Looks like Chris Christie plans to lose to Trump in 2024: After Trump humiliated the New Jersey governor in the 2016 primaries, Christie now has a new book coming out, and he's booked on the speaker's circuit with a bunch of other GOP hopefuls, Politico reports. Trump people are already roasting him. One "Trump adviser" told the news outlet that “Christie is trying to create a path, but right now it’s a bike lane he needs to widen with the help of the media. Christie didn’t say Trump was a liar. You guys are giving him credit for balls he didn’t show.”

Speaking of Trump advisors: A grand jury indicted Steve Bannon with "two counts of contempt of Congress after refusing to comply with a subpoena from the House committee investigating the Jan. 6 attack on Congress," the Washington Post reports. The charges are misdemeanors punishable "by up to a year in jail and a fine of up to $1,000." The committee wants to know why Bannon thought "hell was going to break loose" on 1/6.

Useless climate summit proposes useless commitments on coal, fossil fuels: According to the BBC, "a draft agreement released early on Friday included watered down commitments to end the use of coal and other fossil fuels." The exact language of the agreement "calls upon Parties to accelerate the phasing-out of coal and subsidies for fossil fuels." China hasn't signed on. If we don't reduce emissions to zero by 2050, then all the coral reefs die.

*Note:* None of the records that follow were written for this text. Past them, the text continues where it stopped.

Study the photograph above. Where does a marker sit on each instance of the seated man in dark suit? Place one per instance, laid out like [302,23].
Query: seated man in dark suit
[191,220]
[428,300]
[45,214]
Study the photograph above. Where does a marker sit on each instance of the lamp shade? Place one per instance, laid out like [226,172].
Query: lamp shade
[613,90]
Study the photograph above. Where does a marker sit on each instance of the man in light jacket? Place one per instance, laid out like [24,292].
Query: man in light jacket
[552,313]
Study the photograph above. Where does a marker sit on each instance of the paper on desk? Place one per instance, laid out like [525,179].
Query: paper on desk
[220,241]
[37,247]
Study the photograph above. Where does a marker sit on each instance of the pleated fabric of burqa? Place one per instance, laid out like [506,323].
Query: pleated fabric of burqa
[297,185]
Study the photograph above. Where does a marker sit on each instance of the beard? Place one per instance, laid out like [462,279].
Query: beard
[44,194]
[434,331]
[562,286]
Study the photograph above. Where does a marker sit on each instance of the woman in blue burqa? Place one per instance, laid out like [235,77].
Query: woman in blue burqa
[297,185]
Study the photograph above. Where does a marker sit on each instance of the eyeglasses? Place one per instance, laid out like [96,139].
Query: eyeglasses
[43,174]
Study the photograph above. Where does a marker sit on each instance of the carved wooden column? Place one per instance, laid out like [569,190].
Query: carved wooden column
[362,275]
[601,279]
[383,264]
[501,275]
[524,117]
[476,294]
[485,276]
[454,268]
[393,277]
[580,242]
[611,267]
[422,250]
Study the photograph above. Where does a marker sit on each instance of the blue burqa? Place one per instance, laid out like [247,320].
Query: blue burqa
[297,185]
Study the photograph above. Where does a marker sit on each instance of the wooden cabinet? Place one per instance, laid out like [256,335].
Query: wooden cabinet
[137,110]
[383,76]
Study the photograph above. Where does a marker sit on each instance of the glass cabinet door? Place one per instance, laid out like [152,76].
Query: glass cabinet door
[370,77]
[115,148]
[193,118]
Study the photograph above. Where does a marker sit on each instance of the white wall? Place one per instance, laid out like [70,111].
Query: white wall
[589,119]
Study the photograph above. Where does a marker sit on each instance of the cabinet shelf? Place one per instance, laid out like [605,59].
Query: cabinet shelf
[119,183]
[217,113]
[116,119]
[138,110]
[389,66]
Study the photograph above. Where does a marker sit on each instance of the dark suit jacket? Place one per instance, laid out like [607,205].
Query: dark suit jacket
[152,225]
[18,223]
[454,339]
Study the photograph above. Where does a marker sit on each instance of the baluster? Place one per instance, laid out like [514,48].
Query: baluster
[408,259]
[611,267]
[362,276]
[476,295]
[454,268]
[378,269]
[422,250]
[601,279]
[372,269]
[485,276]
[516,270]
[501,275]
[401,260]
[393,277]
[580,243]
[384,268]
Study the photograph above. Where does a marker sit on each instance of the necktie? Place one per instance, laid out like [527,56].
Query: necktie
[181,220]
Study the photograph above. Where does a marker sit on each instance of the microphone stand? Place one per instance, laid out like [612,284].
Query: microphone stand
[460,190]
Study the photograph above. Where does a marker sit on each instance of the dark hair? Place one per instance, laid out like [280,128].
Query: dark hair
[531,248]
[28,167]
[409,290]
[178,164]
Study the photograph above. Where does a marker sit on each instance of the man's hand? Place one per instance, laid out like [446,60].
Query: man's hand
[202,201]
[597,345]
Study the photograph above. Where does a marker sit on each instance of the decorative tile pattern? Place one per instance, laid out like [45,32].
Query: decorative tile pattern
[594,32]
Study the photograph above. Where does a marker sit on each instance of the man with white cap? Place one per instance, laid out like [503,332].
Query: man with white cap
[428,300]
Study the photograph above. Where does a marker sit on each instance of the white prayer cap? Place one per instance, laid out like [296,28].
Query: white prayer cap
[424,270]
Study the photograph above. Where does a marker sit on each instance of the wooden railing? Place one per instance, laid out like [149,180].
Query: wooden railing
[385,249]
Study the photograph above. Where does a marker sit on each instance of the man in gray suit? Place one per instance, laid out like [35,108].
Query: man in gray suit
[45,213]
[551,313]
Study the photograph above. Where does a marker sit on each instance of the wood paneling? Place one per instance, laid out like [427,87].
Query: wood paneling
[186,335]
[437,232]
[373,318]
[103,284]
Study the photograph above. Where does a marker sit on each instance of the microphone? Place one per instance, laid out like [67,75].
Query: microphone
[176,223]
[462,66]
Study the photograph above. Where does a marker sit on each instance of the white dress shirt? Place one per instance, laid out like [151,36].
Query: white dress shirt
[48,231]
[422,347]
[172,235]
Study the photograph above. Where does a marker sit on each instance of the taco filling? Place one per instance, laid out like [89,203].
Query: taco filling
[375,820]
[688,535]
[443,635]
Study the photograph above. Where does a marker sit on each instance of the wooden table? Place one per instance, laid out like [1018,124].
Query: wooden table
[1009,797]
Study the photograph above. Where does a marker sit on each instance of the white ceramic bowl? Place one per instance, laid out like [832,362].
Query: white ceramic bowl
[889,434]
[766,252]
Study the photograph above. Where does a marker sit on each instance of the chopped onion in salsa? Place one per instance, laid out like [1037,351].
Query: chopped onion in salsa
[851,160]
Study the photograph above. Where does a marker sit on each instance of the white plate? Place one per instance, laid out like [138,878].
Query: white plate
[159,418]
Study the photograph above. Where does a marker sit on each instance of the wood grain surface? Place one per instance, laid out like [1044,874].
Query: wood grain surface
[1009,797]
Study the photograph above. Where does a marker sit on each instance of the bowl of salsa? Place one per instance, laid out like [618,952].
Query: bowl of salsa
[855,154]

Speaking of China: President Biden will hold a remote meeting with President Xi on Monday. The leaders of the countries that produce the most carbon plan to chat about "COVID-19, climate change, nuclear weapons, and Chinese military technology," Al Jazeera reports. Should only take about an hour.

The 5th Circuit halts Biden's vaccine and testing mandate for private businesses: The conservative Federal appeals court sided with "Republican-aligned businesses and legal groups" who sued over the new rules requiring proof of vax or regular testing for 80 million employees at companies with over 100 workers, the Washington Post reports. In their opinion, the judges threw up a bunch of GOP pablum questioning the "supposedly ‘grave danger’" of the deadly respiratory virus going around. The new rules were supposed to take effect in early January.